I am a stupid, mishappen rat in a cage full of brilliant mice, each of them beautiful. I can't open my eyes without seeing the intelligence and just the raw charm of their features. It reminds me of how unworthy I am. Tainted, almost. Diseased. Ruining. Rotting, they say one bad apple ruins them all, you know.
Opening my eyes sickens me.
And yet, how can I not love them? Through their condescending stares I see genuine empathy, or about as genuine as ones so perfect can affect on I, their inverse by definition. How could I look at them with anything but the utmost reverence? To hate them would be to hate myself even more, and though it is not the only one, it is a good reason not to do so. They retain every one of my good qualities, and more, to replace my bad ones. How could I ever not love them?
They look the same as me. I wish I could think that, "they look the same as me," but I can't. My eyes are permanently open, the imperfections highlighted in blood-red on a suspiciously colorblind background.
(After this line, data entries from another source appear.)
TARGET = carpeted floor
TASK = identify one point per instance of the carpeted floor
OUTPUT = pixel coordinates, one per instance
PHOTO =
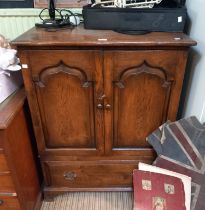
(91, 201)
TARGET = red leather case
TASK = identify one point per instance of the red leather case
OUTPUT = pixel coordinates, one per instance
(153, 191)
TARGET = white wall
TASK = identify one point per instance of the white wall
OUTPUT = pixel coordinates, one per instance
(195, 95)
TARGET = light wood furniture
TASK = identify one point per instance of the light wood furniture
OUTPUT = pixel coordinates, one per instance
(19, 182)
(94, 97)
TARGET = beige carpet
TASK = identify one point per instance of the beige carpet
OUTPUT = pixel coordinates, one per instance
(91, 201)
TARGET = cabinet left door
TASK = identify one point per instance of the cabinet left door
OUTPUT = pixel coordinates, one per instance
(65, 89)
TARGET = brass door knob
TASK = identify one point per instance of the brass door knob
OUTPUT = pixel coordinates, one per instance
(108, 106)
(100, 106)
(70, 176)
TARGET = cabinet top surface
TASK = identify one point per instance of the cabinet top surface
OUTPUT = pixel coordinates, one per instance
(83, 37)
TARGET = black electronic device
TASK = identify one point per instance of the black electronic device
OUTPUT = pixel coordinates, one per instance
(63, 21)
(168, 16)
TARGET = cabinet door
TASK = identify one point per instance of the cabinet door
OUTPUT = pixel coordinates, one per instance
(142, 91)
(67, 84)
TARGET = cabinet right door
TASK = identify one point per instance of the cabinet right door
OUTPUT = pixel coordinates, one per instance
(142, 90)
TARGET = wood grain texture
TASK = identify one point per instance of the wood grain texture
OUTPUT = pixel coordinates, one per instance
(8, 110)
(3, 163)
(21, 177)
(90, 137)
(9, 203)
(81, 37)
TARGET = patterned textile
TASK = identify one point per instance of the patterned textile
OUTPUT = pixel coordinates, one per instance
(181, 147)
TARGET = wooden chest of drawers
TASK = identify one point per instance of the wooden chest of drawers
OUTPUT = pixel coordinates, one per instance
(19, 182)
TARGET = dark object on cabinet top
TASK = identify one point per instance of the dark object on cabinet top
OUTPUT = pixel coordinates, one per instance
(96, 38)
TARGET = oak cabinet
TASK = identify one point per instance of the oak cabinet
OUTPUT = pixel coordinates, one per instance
(94, 102)
(19, 180)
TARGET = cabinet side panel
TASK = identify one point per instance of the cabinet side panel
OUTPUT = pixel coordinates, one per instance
(21, 161)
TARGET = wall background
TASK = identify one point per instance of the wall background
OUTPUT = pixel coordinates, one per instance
(14, 22)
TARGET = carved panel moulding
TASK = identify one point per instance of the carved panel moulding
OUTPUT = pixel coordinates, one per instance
(147, 69)
(62, 67)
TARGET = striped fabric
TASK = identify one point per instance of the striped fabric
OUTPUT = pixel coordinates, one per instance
(181, 148)
(91, 201)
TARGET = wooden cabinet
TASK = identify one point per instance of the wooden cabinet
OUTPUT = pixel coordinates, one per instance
(61, 3)
(19, 182)
(94, 97)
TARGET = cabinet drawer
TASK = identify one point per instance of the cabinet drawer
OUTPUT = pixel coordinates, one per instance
(3, 163)
(89, 175)
(6, 183)
(9, 203)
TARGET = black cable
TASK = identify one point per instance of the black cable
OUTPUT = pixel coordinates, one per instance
(62, 22)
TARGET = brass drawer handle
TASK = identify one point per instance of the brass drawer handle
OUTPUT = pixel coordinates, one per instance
(108, 106)
(100, 106)
(70, 176)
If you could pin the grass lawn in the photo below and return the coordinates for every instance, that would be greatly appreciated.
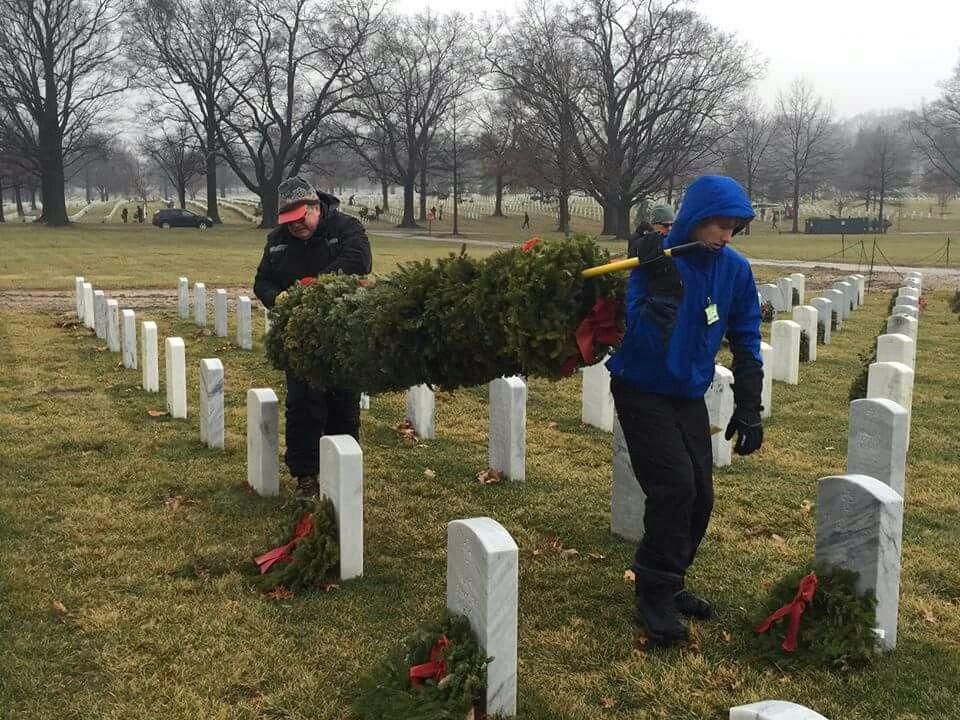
(117, 602)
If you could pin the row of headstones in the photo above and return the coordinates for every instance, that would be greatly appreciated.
(482, 557)
(860, 514)
(220, 314)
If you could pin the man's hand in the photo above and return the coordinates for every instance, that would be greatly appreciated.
(748, 429)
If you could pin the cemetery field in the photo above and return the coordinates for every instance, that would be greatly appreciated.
(126, 546)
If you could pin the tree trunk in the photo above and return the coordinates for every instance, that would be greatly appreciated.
(423, 191)
(51, 168)
(408, 184)
(498, 203)
(210, 142)
(796, 205)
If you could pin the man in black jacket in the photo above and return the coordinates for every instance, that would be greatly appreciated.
(313, 238)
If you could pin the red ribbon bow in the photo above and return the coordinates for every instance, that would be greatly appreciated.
(436, 668)
(530, 244)
(283, 553)
(794, 608)
(599, 326)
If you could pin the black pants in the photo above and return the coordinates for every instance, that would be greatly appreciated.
(670, 449)
(311, 414)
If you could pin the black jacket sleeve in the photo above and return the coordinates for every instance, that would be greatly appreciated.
(265, 286)
(354, 257)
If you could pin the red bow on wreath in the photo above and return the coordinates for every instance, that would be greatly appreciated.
(794, 608)
(436, 668)
(599, 326)
(283, 553)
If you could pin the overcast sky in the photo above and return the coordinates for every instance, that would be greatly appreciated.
(861, 55)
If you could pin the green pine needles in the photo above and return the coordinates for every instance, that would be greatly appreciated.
(837, 627)
(316, 559)
(386, 693)
(453, 322)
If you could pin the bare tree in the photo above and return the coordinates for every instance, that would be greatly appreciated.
(748, 143)
(178, 155)
(936, 130)
(299, 76)
(805, 141)
(664, 87)
(57, 73)
(419, 66)
(185, 51)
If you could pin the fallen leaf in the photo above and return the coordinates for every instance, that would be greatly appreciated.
(490, 476)
(279, 593)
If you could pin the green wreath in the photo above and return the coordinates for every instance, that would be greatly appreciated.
(837, 626)
(387, 693)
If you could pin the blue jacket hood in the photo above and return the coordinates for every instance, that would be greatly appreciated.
(708, 196)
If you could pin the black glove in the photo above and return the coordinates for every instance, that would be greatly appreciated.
(664, 276)
(747, 427)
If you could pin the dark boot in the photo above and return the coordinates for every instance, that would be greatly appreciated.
(307, 486)
(656, 611)
(690, 605)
But you, a human, would believe that. "They look the same as me." You, a human, would not see my sad, disproportionate shrug, one shoulder running not much more than a hair's width above the other. But a hair's width to a human, and a hair's width to a mouse are two different things. Likewise, you wouldn't care about the slight gap between my front teeth. Chances are, you wouldn't even notice the missing digit on my left forepaw. However, do not let yourself fret; after all, you're only human.
Regardless, that isn't hardly the point. What I was getting at is this: if I can fool you, why can't I fool myself? I'm not that smart, not nearly as bright as the others.
Through my insane mutterings and sad nights spent curled against an unforgiving layer of sawdust, the best answer I can come up with is the eyes.
Every time they look at me, I get a sense that I'm recieving a look reserved for me and only me. For some it is a look of profound disgust; for some, it is sorrow; for others, it is anger. It makes no difference, what's important is that the look is looked straight at me and never anyone else and I always know.
What if they couldn't look at anything anymore?
What if they had their eyes torn away like an unimportant page in a book?
That is at once a horrible and an exciting thought.
To see something so beautiful, only to understand it can never see itself... It would be the same as killing a young deer, I imagine. Frolicing. So full of life. Then dead. Just like that.
There is also the aesthetic value of the eyes to consider. Those pools of blue understanding, emptied to forever stay dark. Dull. If the loss of something so enormously charming does not move you, perhaps you should consider the depth of your own eyes.
Then, theres's the fact that their looks could be something other than the problem. To do all of that (for nothing) would be horrifying. Mortifying? Maybe. Definitely horrifying.
But theres the chance that I will be able to open my eyes.